Follow the Conventional Commits standards for all your commits. This pattern enhances readability and helps automate the changelog generation.

Pull Request (PR) Practices

Naming: Align PR names with the Conventional Commits format to maintain consistency.

Description: Include the task closure keyword in the PR body, e.g., Closes #1 for automatically linking and closing the related issue upon PR merge.

Learn more: Linking a pull request to an issue using a keyword.

Testing and Quality Assurance

Unit Testing: Implement and pass unit tests to fulfill the Test and Coverage checks before requesting a PR review.

We use pytest as test library

Automated PR review

If the Code and Test implementation is all correct and align with the Task description, then you will likely see the Approval, from real GitHub user:

Approval

If the review fails for the Code changes, the Changes will be Requested as:

CodeReview

If the review fails for the Test implementation, the Changes will be Requested as:

TestReview

This will simplify to localize the review process at certain level. By reading the review comment you understand either your Code implementation is incorrect or the Test implementation.

Setting Up the Project

Initial Setup

First, set up a virtual environment and activate it:

python3.11 -m venv .venv
source .venv/bin/activate

Installing Dependencies

Utilize flit as the package manager and install development dependencies:

make install-flit
make enable-pre-commit-hooks
make install-dev

Useful Commands

Familiarize yourself with the Makefile for commonly used commands, simplifying repetitive tasks:

In the project repo you can read Makefile and make yourself familiar with its structure and commands.
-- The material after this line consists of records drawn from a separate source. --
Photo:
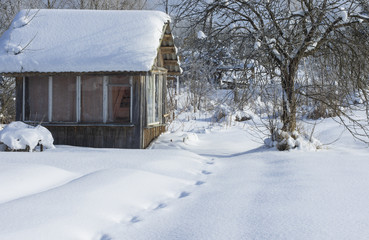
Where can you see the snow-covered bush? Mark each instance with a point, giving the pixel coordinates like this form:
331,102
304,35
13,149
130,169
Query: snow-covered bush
283,141
20,136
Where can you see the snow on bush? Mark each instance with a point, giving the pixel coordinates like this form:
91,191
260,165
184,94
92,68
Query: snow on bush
283,140
20,136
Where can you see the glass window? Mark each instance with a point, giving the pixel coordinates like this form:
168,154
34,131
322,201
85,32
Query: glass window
153,98
37,101
92,99
119,99
64,99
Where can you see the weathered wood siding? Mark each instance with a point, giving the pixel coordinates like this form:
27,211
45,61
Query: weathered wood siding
96,136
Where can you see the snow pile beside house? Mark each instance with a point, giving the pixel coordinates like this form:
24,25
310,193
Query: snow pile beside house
20,136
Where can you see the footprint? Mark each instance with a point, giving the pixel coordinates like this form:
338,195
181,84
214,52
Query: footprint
160,206
105,237
198,183
184,194
135,219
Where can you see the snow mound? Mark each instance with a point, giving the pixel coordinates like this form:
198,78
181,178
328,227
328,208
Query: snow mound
18,135
190,137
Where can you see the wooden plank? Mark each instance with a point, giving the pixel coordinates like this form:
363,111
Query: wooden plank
173,74
95,136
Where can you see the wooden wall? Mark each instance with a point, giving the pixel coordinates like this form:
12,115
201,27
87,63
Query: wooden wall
96,136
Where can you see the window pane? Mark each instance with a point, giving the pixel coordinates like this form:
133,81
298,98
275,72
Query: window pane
119,104
150,100
64,99
124,80
38,95
157,97
92,99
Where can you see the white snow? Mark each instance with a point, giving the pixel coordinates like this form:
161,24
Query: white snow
81,41
18,135
200,180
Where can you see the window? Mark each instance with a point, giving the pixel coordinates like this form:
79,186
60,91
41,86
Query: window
119,99
153,96
64,99
36,108
92,99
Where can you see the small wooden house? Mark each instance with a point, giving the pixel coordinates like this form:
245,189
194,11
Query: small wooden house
93,78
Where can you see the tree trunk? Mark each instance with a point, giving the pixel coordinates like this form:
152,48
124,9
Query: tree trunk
289,105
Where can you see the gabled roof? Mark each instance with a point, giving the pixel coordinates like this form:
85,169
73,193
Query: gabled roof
82,41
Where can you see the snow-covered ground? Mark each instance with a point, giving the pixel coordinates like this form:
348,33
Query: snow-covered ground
198,181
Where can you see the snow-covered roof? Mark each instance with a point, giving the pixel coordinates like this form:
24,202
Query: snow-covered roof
81,41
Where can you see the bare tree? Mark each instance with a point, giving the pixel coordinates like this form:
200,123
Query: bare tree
285,33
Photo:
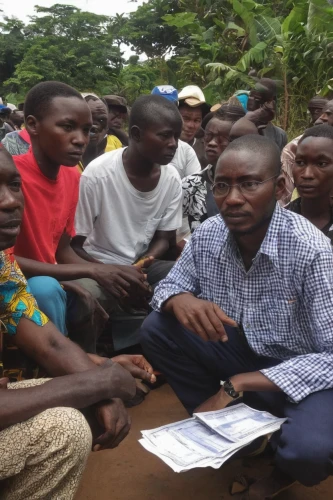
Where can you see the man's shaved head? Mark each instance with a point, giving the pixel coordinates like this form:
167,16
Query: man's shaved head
241,128
151,109
256,145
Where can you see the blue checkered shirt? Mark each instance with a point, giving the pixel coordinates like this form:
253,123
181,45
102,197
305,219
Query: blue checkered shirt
284,302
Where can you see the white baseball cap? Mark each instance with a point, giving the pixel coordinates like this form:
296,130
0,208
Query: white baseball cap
192,95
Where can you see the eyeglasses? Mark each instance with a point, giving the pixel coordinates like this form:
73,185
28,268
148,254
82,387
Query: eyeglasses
220,139
246,187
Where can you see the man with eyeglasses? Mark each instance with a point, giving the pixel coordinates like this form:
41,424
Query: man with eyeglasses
250,303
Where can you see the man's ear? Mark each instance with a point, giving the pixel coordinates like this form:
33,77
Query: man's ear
31,124
135,133
280,186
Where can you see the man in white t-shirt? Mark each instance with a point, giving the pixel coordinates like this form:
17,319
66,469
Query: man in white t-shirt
130,202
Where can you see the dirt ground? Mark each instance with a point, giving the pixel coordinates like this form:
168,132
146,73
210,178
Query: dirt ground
130,472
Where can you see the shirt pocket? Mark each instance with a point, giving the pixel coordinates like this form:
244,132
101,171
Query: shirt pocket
150,230
283,323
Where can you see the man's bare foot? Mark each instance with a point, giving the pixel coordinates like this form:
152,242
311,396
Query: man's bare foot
268,487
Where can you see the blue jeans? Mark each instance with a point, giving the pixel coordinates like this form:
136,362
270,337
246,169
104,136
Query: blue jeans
194,368
51,300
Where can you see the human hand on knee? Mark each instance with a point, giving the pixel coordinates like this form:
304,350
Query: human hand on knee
201,317
137,365
113,418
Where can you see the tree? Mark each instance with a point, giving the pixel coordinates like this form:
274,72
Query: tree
12,47
68,45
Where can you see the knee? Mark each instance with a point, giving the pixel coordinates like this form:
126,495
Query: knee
308,457
45,289
69,432
150,328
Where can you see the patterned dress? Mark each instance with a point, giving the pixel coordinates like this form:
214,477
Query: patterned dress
16,300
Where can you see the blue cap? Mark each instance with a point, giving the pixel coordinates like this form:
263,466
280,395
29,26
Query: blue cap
167,91
4,108
243,97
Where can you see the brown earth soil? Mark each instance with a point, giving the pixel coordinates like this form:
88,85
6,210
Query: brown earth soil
130,472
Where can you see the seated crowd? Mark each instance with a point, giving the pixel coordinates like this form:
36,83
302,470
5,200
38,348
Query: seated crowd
96,226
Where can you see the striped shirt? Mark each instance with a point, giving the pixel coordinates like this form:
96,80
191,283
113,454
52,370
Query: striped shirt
284,301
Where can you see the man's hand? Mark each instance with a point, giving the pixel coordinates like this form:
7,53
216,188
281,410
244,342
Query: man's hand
88,300
4,382
137,365
144,262
121,281
216,402
117,382
113,418
201,317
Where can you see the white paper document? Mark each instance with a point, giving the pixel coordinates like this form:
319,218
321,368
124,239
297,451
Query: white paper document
210,438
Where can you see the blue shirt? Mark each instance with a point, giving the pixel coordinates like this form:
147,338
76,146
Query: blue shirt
284,301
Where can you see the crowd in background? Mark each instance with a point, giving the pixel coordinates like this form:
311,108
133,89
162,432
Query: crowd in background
103,212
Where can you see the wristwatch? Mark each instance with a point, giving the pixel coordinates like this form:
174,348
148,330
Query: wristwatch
230,390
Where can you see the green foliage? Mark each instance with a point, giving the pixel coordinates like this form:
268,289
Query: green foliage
211,43
63,44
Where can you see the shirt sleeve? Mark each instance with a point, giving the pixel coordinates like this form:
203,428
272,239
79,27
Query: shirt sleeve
172,218
192,163
302,375
186,186
181,279
87,209
16,298
70,226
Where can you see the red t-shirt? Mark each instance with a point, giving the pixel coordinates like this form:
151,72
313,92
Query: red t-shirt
49,209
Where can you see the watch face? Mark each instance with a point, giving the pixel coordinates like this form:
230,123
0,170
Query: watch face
229,389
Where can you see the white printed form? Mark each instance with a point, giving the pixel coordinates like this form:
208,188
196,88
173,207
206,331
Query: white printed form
240,422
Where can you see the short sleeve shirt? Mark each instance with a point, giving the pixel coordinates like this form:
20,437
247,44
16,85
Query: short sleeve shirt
49,209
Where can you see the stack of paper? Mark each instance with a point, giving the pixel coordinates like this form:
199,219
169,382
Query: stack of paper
209,438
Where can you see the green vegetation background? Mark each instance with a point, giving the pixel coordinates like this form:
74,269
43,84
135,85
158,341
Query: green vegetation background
211,43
The idea is pretty simple, everything that is repetitive can be wrapped in make command.

Run unit tests

make test

Always run the formatter, before commits

make format

Always run the linter check, before commits

make lint

To run the security check:

make secure

To run the type check:

make type-check

Each command helps ensure that your contributions are not only consistent with our project's standards but also maintain a high quality. Engage with these tools to make your development process more effective and efficient.